Jahel courait devant nous, heurtant aux portes, en quête d'un lit et d'un chirurgien. Chargés de hottes et de paniers, des vignerons s'en allaient aux vendanges. L'un d'eux dit à Jahel que Gaulard, sur la place, logeait à pied et à cheval.
—Quant au chirurgien Coquebert, ajouta-t-il, vous le voyez là-bas, sous le plat à barbe qui lui sert d'enseigne. Il sort de sa maison pour aller à sa vigne.
C'était un petit homme, très poli. Il nous dit qu'ayant depuis peu marié sa fille, il avait un lit dans sa maison pour y mettre le blessé.
Sur son ordre, sa femme, grosse dame coiffée d'un bonnet blanc surmonté d'un chapeau de feutre, mit des draps au lit, dans la chambre basse. Elle nous aida à déshabiller M. l'abbé Coignard et à le coucher. Puis elle s'en alla chercher le curé.
Cependant, M. Coquebert examinait la blessure.
—Vous voyez, lui dis-je, qu'elle est petite et qu'elle saigne peu.
—Cela n'est guère bon, répondit-il, et ne me plaît point, mon jeune monsieur. J'aime une blessure large et qui saigne.
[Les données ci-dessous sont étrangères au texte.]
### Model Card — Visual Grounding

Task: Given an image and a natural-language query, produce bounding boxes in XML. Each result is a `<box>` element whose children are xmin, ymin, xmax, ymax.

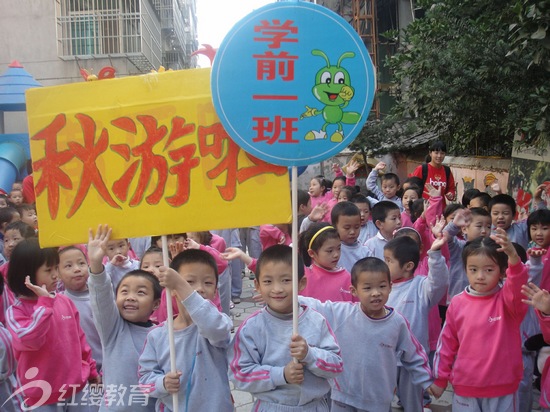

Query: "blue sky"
<box><xmin>197</xmin><ymin>0</ymin><xmax>274</xmax><ymax>67</ymax></box>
—Je vois, lui dit M. d'Anquetil, que, pour un merlan et un seringueur de village, vous n'avez pas le goût mauvais. Rien n'est pis que ces petites plaies profondes qui n'ont l'air de rien. Parlez-moi d'une belle entaille au visage. Cela fait plaisir à voir et se guérit tout de suite. Mais sachez, bonhomme, que ce blessé est mon chapelain et qu'il fait mon piquet. Êtes-vous homme à me le remettre sur pied, en dépit de votre mine qui est plutôt celle d'un donneur de clystères?
—A votre service, répondit en s'inclinant le chirurgien-barbier. Mais je reboute aussi les membres rompus et je panse les plaies. Je vais examiner celle-ci.
—Faites vite, monsieur, lui dis-je.
—Patience! fit-il. Il faut d'abord la laver, et j'attends que l'eau chauffe dans la bouilloire.
Mon bon maître, qui s'était un peu ranimé, dit lentement, d'une voix assez forte:
—La lampe à la main, il visitera les recoins de Jérusalem, et ce qui était caché dans les ténèbres sera mis au jour.
—Que dites-vous, mon bon maître?
—Laissez, mon fils, répondit-il, je m'entretiens des sentiments propres à mon état.
—L'eau est chaude, me dit le barbier. Tenez ce bassin près du lit. Je vais laver la plaie.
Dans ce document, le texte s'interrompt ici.